Kunapipi XXIV: 1&2

MARGARET HANZIMANOLIS

Southern African Contact Narratives: The Case of T'Kama Adamastor and its Reconstructive Project

[I]n the very principle of its constitution, in its language, and in its finalities, narrative about Africa is always pretext for a comment about something else, some other place, some other people. More precisely, Africa is the mediation that enables the West to accede to its own subconscious and give a public account of its subjectivity (Achille Mbembe 3).

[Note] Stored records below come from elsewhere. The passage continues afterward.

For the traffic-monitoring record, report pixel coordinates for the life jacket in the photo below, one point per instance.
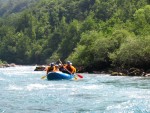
(70, 69)
(50, 69)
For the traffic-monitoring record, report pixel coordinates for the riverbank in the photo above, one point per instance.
(7, 65)
(112, 71)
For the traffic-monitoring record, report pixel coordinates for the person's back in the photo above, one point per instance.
(50, 68)
(70, 68)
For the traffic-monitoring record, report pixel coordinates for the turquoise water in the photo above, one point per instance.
(23, 91)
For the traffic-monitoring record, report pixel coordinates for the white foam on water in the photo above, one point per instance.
(15, 87)
(31, 87)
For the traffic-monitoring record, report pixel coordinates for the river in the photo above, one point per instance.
(23, 91)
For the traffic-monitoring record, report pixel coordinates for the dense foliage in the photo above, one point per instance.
(101, 33)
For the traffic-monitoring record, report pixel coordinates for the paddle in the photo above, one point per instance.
(43, 77)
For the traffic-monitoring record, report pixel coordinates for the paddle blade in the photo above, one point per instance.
(43, 77)
(80, 76)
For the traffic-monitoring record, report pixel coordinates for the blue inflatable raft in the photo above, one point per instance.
(59, 76)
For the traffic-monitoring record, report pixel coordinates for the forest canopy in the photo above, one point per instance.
(102, 33)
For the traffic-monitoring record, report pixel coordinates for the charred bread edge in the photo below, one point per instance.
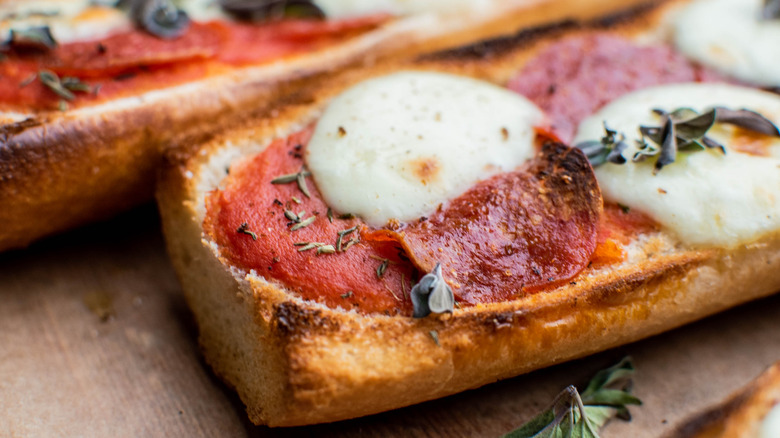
(61, 170)
(740, 415)
(295, 362)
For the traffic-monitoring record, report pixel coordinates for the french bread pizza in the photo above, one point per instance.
(91, 91)
(753, 412)
(403, 232)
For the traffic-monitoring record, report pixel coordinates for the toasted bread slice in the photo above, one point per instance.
(296, 362)
(741, 416)
(59, 169)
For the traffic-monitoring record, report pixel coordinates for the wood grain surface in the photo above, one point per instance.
(96, 340)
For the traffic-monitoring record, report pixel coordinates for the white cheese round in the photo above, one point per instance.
(69, 21)
(397, 146)
(705, 197)
(729, 36)
(770, 428)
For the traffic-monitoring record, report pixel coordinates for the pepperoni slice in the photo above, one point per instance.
(515, 233)
(252, 43)
(125, 51)
(573, 77)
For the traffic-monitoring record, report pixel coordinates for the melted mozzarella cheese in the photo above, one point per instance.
(82, 20)
(729, 36)
(770, 427)
(705, 197)
(397, 146)
(351, 8)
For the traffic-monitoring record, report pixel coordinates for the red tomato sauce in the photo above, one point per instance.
(348, 278)
(572, 78)
(133, 62)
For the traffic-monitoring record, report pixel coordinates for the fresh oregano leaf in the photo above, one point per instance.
(771, 10)
(747, 119)
(573, 416)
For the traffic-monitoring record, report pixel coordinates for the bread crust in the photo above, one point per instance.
(741, 415)
(62, 170)
(296, 362)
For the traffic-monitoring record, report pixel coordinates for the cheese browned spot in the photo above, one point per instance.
(514, 233)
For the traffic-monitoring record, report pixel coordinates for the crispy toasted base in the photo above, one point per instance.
(741, 415)
(296, 362)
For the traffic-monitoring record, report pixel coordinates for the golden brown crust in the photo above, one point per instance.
(295, 362)
(741, 415)
(66, 169)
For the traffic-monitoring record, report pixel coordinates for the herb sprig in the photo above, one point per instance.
(682, 130)
(575, 415)
(268, 10)
(771, 10)
(160, 18)
(432, 294)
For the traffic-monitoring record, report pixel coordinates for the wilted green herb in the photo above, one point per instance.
(681, 130)
(572, 415)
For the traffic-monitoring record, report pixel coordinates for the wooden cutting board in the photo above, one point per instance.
(96, 340)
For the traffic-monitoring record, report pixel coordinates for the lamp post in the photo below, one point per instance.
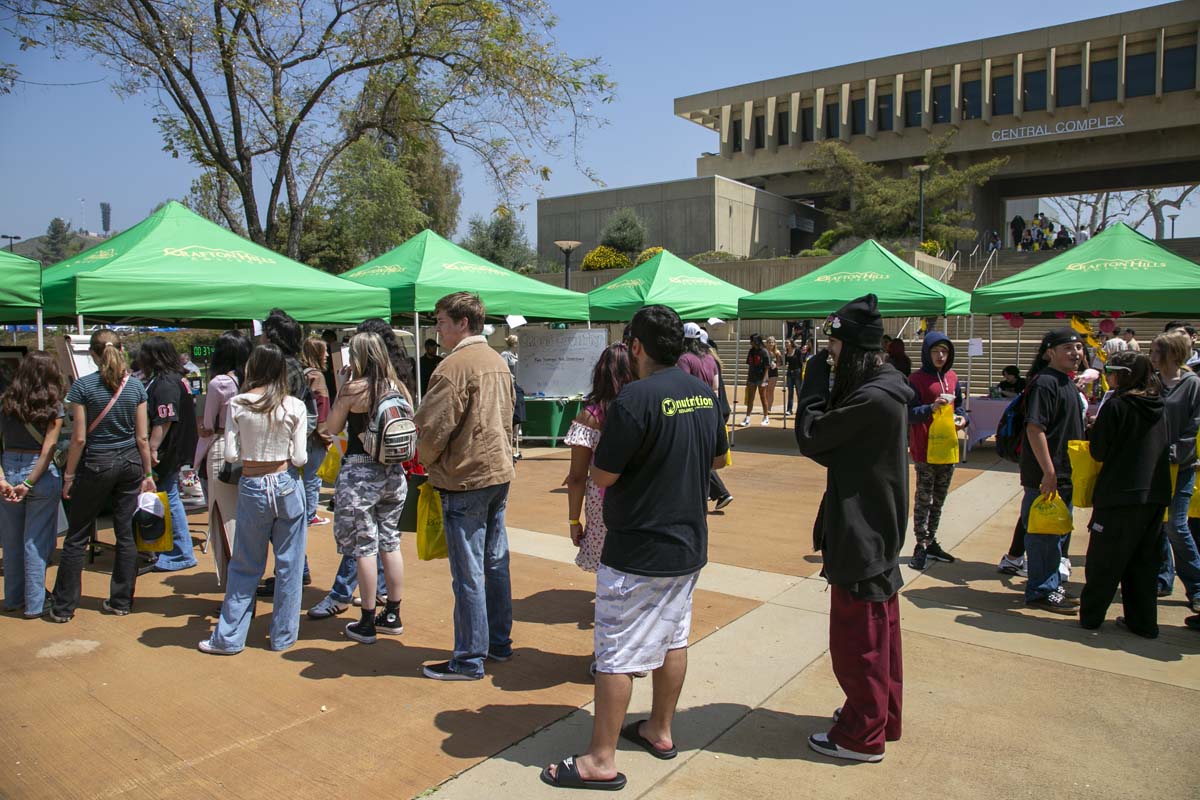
(567, 247)
(921, 169)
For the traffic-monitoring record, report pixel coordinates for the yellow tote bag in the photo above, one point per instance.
(943, 438)
(1050, 516)
(333, 462)
(431, 537)
(1084, 471)
(163, 543)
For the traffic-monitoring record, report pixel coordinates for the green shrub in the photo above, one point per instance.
(647, 254)
(605, 258)
(714, 257)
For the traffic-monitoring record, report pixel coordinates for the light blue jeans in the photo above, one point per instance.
(270, 512)
(311, 482)
(180, 557)
(478, 545)
(28, 530)
(1180, 541)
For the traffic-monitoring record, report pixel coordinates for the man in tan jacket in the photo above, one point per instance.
(466, 443)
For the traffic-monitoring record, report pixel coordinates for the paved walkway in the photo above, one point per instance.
(1001, 702)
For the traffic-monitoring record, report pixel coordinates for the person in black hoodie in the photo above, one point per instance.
(1132, 491)
(856, 428)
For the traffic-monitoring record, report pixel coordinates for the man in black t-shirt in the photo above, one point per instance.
(1054, 415)
(661, 437)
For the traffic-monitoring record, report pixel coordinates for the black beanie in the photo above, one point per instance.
(858, 323)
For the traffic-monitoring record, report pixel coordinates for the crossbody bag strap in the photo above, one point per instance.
(112, 402)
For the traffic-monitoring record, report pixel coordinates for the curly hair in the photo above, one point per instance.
(36, 391)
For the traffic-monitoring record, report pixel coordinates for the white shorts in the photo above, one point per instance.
(639, 619)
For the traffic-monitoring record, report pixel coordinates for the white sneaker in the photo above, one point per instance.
(1009, 565)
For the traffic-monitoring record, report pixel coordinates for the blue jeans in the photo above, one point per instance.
(478, 545)
(1043, 552)
(180, 557)
(28, 530)
(311, 482)
(347, 579)
(1180, 541)
(270, 511)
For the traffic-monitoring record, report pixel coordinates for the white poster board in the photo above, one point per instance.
(558, 364)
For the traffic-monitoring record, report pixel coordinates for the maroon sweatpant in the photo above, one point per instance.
(864, 645)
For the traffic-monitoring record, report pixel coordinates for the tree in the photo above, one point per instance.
(874, 205)
(58, 242)
(624, 232)
(270, 94)
(501, 240)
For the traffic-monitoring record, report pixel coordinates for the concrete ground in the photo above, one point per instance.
(1000, 702)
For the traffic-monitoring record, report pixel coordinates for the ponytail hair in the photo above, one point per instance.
(106, 349)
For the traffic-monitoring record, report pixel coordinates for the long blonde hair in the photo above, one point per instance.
(370, 362)
(106, 349)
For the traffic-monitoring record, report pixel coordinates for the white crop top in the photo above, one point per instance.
(281, 435)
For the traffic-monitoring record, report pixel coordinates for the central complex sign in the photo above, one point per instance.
(1057, 128)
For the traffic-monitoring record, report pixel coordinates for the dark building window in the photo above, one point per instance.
(1035, 91)
(885, 110)
(912, 108)
(972, 100)
(858, 115)
(942, 103)
(1104, 80)
(1002, 95)
(1180, 68)
(1068, 85)
(1140, 74)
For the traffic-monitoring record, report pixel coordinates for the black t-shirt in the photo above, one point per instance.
(1054, 403)
(661, 435)
(169, 401)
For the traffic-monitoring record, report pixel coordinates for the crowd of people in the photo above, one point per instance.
(646, 453)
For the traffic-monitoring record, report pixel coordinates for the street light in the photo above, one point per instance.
(921, 169)
(567, 247)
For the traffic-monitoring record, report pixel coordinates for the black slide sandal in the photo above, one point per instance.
(630, 733)
(568, 777)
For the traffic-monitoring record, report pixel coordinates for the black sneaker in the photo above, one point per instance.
(361, 631)
(935, 552)
(388, 621)
(1057, 602)
(443, 672)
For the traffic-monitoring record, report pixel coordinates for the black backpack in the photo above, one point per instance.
(1011, 431)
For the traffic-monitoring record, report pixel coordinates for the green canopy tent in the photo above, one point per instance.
(178, 266)
(901, 289)
(427, 268)
(21, 290)
(1119, 269)
(670, 281)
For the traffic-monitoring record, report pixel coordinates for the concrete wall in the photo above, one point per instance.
(688, 216)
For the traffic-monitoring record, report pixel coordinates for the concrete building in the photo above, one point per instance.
(1104, 103)
(688, 216)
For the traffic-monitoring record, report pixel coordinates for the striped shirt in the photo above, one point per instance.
(117, 429)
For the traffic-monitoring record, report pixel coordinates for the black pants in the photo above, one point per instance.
(101, 475)
(1125, 548)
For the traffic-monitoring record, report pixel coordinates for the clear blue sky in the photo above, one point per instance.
(59, 144)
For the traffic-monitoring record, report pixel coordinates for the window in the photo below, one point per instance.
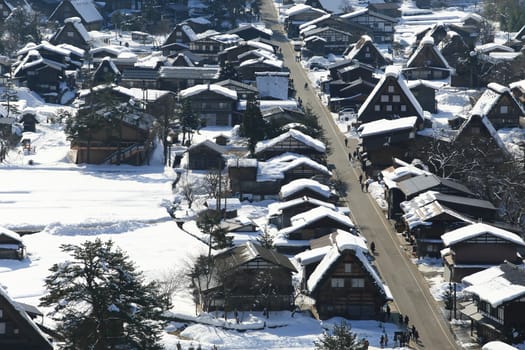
(338, 282)
(358, 282)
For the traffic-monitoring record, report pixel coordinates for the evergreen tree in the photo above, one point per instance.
(253, 126)
(101, 302)
(341, 338)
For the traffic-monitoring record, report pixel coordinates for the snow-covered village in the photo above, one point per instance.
(262, 174)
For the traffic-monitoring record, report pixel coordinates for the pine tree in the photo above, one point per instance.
(341, 338)
(101, 302)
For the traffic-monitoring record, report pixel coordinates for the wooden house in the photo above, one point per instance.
(180, 78)
(210, 43)
(518, 90)
(213, 104)
(500, 106)
(247, 69)
(454, 49)
(311, 224)
(139, 77)
(479, 130)
(116, 139)
(280, 213)
(232, 54)
(349, 95)
(83, 9)
(246, 180)
(106, 72)
(390, 9)
(41, 75)
(29, 120)
(307, 188)
(300, 14)
(252, 278)
(244, 91)
(273, 85)
(461, 256)
(73, 33)
(338, 276)
(206, 155)
(385, 139)
(496, 308)
(407, 188)
(431, 214)
(424, 226)
(425, 93)
(390, 99)
(17, 330)
(11, 245)
(380, 26)
(437, 31)
(335, 40)
(427, 62)
(281, 116)
(251, 31)
(364, 51)
(292, 141)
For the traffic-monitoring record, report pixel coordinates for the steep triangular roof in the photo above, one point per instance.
(365, 45)
(426, 52)
(27, 329)
(478, 229)
(391, 77)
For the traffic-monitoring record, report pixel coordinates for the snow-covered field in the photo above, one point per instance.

Contact narratives that elaborate early European encounters with regions and peoples later colonised are commonly formulated in terms of explanatory myths that elaborate an `originary' site. Because these chosen scenes interrupt what is most often a long line of possible foundational moments, examining which scenes are chosen and how they are cast into iconographic terms can expose cultural anxieties. This essay will examine the deformative particulars that adhere to one contemporary South African painting concerned with contact narratives and colonial tropes. It will then be shown how the persistence of these deformations, specifically as they are applied to the body and its reproductive capacity, signals a reluctance, on the part of the formerly dominating culture, to relinquish command of certain enclaves of influence, in this case commemorating public art in South Africa.

A Gesture of Belonging

Three years ago a large, well researched and privately funded painting was hung on the North wall of the University of Witwatersrand Cullen Library in Johannesburg, South Africa. It was commissioned in order to complete a trilogy of paintings, all of which in one way or another were meant to `commemorate specific historical events' in South Africa (Nethersole 33) by putting forward one version of the several strands of colonial mythography available to illustrate a theme that was relevant to late twentieth-century South Africa but drawn from some early contact narrative. The trilogy of paintings includes `Colonists 1826' by Colin Gill (1934), `Vasco da Gama: Departure for the Cape' by J.H. Amshewitz (1935), and most recently `T'Kama Adamastor' by Cyril Coetzee (1999).